O governo iniciou a implantação do Plano Nacional de Identificação Individual de Bovinos e Búfalos, com execução prevista até 2032. A recomendação do estudo é que frigoríficos e compradores avancem desde já no controle dos fornecedores indiretos, sem esperar a identificação obrigatória de todos os animais.

A carne brasileira ainda enfrenta outro impasse com a União Europeia, que não deve ser confundido com o EUDR. Além da origem ambiental, o bloco exige garantias sobre o controle de determinados antimicrobianos durante todo o ciclo de vida dos animais. A Comissão Europeia anunciou a retirada do Brasil da lista de países autorizados a fornecer carnes e outros produtos de origem animal a partir de 3 de setembro de 2026, caso não considere suficientes as garantias apresentadas.

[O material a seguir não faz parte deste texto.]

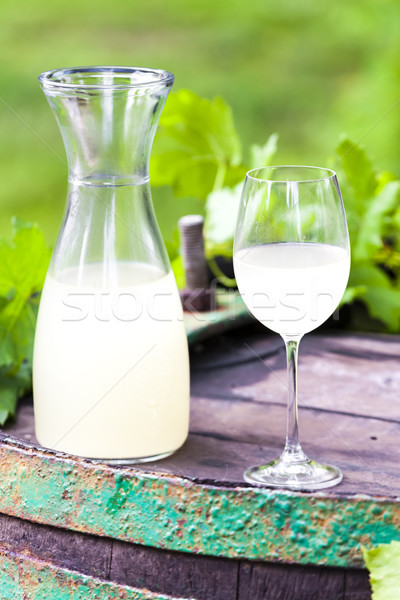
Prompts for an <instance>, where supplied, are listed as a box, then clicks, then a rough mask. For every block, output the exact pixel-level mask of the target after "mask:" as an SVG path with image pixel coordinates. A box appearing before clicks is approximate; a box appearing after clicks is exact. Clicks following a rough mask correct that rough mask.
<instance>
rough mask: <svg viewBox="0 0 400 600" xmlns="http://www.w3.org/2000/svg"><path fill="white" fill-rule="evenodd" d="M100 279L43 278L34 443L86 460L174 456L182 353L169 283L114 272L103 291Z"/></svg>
mask: <svg viewBox="0 0 400 600" xmlns="http://www.w3.org/2000/svg"><path fill="white" fill-rule="evenodd" d="M103 269H104V267H103V265H100V264H91V265H87V266H85V267H84V270H83V271H78V269H77V268H71V269H67V270H65V271H64V272H63V273H62V274H61V276H59V277H58V278H57V279H54V278H52V277H51V276H50V275H48V276H47V279H46V283H45V286H44V290H43V294H42V299H41V305H40V310H39V317H38V324H37V331H36V338H35V350H34V372H33V378H34V409H35V423H36V436H37V439H38V441H39V442H40V443H41V444H42V445H43V446H48V447H50V448H55V449H57V450H62V451H65V452H69V453H73V454H77V455H81V456H87V457H91V458H108V459H114V458H115V459H122V458H127V459H129V458H140V457H150V456H156V455H159V454H163V453H167V452H172V451H174V450H176V449H177V448H179V447H180V446H181V445H182V444H183V442H184V441H185V439H186V437H187V433H188V421H189V359H188V348H187V339H186V334H185V330H184V324H183V316H182V307H181V302H180V299H179V294H178V290H177V287H176V283H175V280H174V277H173V274H172V273H169V274H167V275H165V274H164V273H162V272H161V271H160V270H159V269H157V268H155V267H151V266H149V265H146V264H143V263H133V262H132V263H130V262H126V263H124V262H121V263H117V265H116V269H114V270H113V276H114V279H112V278H111V281H113V284H112V285H109V284H107V285H104V284H103V274H104V270H103ZM107 280H108V281H109V280H110V277H107ZM80 281H81V282H82V283H81V284H80V283H79V282H80Z"/></svg>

O governo brasileiro sustenta que possui um sistema oficial confiável e que somente certificará produtos que cumprirem integralmente as exigências europeias. O ponto de divergência é a cobrança de uma comprovação prévia para medidas implementadas progressivamente ao longo do ciclo produtivo. Na avicultura, esse ciclo pode ser concluído em cerca de 40 dias; na bovinocultura, a formação de animais plenamente elegíveis pode levar dois anos ou mais.

Assim, a carne brasileira enfrenta duas frentes distintas na Europa: a ambiental, relacionada ao desmatamento e à rastreabilidade da propriedade de origem; e a sanitária, ligada ao uso de antimicrobianos durante a vida do animal. A unificação dos sistemas proposta pelo WRI ajudaria principalmente na primeira frente. Para o produtor, o resultado dependerá de como essa integração será implementada, de quem pagará pela adaptação e de sua capacidade de reduzir burocracia, em vez de acrescentar uma nova camada de exigências ao campo.